The ‘quiet killers’: new regulation requires electric or hybrid vehicles to make more noise
Tue 15 Nov 2016
The U.S. Department of Transportation’s National Highway Traffic Safety Administration (NHTSA) has passed a new regulation which will require all electric and hybrid vehicles to make a noise by September 2019.
While the legislation does not specify the kind of sound the electric cars will need to make, it does suggest that the noise must be clearly audible when the vehicle is moving forward or in reverse at speeds up to 30 kilometres per hour (19 mph).

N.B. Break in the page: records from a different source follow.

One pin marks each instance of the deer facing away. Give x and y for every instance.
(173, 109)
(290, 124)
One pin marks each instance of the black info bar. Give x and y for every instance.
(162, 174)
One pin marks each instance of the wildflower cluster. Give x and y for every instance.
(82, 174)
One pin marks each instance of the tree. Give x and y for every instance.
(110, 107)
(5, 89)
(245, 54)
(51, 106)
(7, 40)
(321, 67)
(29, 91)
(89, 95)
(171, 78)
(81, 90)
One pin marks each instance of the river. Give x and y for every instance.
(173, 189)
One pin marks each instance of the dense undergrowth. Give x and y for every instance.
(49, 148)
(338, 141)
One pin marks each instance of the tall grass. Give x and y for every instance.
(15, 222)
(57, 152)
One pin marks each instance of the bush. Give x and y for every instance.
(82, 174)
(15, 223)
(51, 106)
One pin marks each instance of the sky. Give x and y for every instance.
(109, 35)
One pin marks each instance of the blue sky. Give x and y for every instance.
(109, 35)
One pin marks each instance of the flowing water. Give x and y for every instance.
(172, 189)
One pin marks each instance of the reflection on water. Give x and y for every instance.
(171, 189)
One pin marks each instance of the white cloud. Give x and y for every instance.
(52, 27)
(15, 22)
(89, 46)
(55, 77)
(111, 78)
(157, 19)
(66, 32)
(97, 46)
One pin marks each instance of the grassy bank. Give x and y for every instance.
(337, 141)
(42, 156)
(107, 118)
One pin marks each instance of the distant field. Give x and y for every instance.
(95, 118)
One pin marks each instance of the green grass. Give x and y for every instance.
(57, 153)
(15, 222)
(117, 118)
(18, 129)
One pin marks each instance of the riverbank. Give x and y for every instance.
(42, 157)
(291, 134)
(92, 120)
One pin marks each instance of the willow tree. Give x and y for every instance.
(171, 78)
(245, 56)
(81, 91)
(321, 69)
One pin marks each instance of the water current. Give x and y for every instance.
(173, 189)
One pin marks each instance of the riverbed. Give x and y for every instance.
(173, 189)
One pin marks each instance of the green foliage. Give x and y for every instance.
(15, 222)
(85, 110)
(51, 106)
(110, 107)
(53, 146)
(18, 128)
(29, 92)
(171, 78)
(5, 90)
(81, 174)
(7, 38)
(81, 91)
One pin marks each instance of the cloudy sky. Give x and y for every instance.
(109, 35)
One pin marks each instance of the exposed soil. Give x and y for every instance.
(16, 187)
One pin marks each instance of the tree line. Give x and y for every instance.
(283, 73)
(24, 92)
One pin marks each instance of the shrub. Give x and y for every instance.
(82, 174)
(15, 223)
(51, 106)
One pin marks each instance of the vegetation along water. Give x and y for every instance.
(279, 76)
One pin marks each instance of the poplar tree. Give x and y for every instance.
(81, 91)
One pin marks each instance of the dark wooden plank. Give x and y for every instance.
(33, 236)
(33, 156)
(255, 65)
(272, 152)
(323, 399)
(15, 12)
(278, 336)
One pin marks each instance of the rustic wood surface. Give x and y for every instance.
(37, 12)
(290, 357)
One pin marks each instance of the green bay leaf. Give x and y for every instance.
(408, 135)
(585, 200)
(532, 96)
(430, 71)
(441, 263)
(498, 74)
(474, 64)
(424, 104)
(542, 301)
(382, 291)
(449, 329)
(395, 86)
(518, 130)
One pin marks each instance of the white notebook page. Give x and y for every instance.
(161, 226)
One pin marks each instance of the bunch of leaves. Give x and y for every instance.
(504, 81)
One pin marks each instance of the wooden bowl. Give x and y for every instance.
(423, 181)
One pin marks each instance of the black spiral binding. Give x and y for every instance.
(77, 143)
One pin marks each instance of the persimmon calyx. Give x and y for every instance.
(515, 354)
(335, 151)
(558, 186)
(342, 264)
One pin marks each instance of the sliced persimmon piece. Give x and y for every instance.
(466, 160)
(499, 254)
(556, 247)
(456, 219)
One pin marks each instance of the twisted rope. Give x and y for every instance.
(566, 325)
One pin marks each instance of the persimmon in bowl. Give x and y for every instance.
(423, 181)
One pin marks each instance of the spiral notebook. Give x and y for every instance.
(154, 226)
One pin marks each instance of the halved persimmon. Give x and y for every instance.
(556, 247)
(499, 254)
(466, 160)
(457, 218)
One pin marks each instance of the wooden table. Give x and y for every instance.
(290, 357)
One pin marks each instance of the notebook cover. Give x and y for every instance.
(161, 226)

At faster speeds, the sound alert is not required given that other factors, such as wind and tyre noise, provide adequate warning to pedestrians.
Known as the ‘quiet car’ rule, the new law will only apply to four-wheeled vehicles with a gross weight below 10,000 pounds, meaning that two-wheeled models, such as the anticipated Vespa Elettrica, will be permitted to run silently.
‘This is a common-sense tool to help pedestrians — especially folks who are blind or have low vision — make their way safely,’ noted NHTSA administrator Mark Rosekind in the official NHTSA release.
‘With pedestrian fatalities on the rise, it is vitally important we take every action to protect the most vulnerable road users,’ he continued.
Once all hybrid vehicles are equipped with the sound alert, the NHTSA predicts that the development could help prevent around 2,400 injuries to pedestrians and cyclists every year in the U.S.
Commenting on the new process, Eric Bridges, executive director of the American council of the Blind, said: ‘This new safety standard moving forward will not just make our streets safer for blind and visually impaired Americans, but also serve as an additional safety cue for all pedestrians who share the streets with hybrid or electric vehicles.’
Auto-makers have until the 1st September 2019 to equip their electric and hybrid fleets with the necessary sound components in order to comply with the NHTSA rule. It is expected, however, that car companies will comply long before this proposed deadline. The Nissan Leaf, for example, is already installed with noise-making equipment.